El inapelable fracaso de la llamada Ronda Doha del Desarrollo de la Organización Mundial del Comercio iniciada con no pocas dificultades en Qatar en noviembre del 2001 tras el colapso de Seattle en 1999, no puede esconder por más tiempo los profundos problemas y desequilibrios a los que se enfrenta y que al mismo tiempo genera el comercio internacional y su regulación.
Más allá de los discursos voluntariosos de los políticos de turno y de los lobbies institucionales, incluidos ciertos grandes rotativos, la realidad se empeña una y otra vez en demostrar que no siempre el comercio aporta riqueza y equilibrio económico a los pueblos y que no es sólo el proteccionismo innnato de los agentes sociales o de las pequeños y medianos empresarios el que impide ir más allá en la liberalización comercial.
Bajo los sagrados principios del libre comercio y del mayor beneficio de los consumidores de los países desarrollados, la industria textil –y digo bien industria y no distribución textil- ha experimentado en las últimas décadas, el mayor proceso de destrucción y empobrecimiento que se conoce en la historia. Proceso que empezó hace años en los países industrializados pero que, como se puede constatar en la actualidad, acabará por comprometer la propia subsistencia de dicha industria en los países emergentes o en vías de desarrollo.
Los problemas reales que afronta actualmente la industria textil de países tan potentes textilmente hablando como Turquía, Pakistán, India o la propia China, no hacen más que confirmar que, bajo la presión de la gran distribución y con la complicidad de un comercio internacional sin ningún tipo de reglas creíbles y efectivas, la industria se ve obligada no tanto a ser competitiva, lo que sería deseable, sino a producir y vender con pérdidas por todo el tiempo que los artificios económicos perfectamente identificables les permite resistir.
Pero quizá alguien se atreva un día a afrontar y a explicar con claridad frente a los que defienden justamente todo lo contrario, que la deflación de los precios en la industria textil conlleva también costes muy elevados no sólo en términos sociales para los propios consumidores sino también en términos de riqueza económica que este sector traslada a una tupida red de industrias conexas y de servicios que viven a su costa.
Quizá alguien sea capaz de explicar un día a los consumidores qué supone el largo proceso de la producción, por ejemplo, de una simple camisa de algodón, desde el mismo cultivo de la materia prima natural –el fruto del algodón- que dará lugar a la fabricación del hilo y su tintura hasta su confección, pasando por la elaboración del tejido y el proceso de acabado y/o estampado.
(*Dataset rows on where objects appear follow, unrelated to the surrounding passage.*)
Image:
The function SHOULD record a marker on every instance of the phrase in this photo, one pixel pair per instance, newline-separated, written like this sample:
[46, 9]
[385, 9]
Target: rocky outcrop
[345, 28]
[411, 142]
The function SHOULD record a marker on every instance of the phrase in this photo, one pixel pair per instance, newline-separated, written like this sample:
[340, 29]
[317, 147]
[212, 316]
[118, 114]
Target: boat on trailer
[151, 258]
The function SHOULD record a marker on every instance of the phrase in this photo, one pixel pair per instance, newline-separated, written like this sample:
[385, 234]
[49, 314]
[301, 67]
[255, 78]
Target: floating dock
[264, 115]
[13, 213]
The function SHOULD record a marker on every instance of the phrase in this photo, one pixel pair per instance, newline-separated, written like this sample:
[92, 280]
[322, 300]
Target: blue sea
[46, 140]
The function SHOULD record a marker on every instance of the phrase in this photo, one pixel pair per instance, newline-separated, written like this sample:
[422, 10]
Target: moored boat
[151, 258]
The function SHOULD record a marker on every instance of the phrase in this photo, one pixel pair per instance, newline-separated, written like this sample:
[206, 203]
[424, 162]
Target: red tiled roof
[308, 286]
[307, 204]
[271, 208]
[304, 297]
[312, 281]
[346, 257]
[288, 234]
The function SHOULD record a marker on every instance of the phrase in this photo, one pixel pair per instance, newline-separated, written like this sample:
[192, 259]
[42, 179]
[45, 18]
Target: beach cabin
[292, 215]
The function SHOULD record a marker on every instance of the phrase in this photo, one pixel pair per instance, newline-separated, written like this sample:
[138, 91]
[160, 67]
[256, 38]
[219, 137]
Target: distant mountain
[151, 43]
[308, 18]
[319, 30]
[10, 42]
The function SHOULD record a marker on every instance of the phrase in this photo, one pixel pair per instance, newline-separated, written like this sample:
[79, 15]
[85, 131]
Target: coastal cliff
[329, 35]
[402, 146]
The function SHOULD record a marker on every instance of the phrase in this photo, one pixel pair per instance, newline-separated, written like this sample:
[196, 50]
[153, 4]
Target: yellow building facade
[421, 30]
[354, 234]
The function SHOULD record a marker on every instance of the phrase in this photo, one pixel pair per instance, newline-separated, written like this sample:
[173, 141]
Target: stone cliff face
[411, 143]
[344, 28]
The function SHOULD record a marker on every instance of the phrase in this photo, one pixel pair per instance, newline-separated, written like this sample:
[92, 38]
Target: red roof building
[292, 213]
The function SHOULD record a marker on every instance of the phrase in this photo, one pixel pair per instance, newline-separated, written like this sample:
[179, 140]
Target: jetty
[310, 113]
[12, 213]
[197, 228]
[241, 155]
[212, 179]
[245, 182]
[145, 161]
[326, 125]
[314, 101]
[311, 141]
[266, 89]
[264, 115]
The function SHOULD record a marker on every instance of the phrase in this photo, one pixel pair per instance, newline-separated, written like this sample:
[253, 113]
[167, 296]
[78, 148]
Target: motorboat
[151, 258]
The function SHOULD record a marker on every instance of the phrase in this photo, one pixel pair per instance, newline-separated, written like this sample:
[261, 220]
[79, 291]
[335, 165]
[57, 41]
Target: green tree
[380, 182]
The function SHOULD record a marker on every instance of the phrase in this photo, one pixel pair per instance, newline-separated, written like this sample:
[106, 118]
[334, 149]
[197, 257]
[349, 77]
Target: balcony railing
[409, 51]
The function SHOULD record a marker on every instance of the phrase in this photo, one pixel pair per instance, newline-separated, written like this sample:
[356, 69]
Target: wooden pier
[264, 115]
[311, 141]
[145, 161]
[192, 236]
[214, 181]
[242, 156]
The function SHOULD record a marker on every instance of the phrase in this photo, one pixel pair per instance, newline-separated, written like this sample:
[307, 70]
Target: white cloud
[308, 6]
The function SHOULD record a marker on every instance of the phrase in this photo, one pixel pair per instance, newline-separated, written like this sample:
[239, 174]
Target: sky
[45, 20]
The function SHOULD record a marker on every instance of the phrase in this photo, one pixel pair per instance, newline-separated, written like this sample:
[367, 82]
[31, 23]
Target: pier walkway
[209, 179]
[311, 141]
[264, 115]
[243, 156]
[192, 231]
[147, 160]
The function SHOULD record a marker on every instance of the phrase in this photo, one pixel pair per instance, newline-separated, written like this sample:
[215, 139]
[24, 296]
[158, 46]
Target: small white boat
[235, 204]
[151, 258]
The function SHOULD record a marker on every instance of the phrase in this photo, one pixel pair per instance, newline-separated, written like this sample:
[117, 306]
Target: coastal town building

Y que no es ni racional ni sostenible que, en virtud de la llamada división internacional del trabajo, en la fabricación de esta misma camisa, hayan intervenido en algunos casos no menos de 7 países, para alcanzar al final un precio industrial de venta que no recoge en absoluto los costes reales y los esfuerzos desplegados por tantos operadores económicos como han intervenido. La carrera desenfrenada de a ver quien produce más barato, aunque sea en base al dumping económico, a las subvenciones, a la explotación de los trabajadores o a los artificios contables y a la que la liberalización del comercio internacional ha contribuido, debería acabar un día no lejano.
Desgraciadamente, muchos de los protagonistas de esta industria que hacían las cosas bien y eran realmente competitivos en nuestro país, ya no estarán para verlo.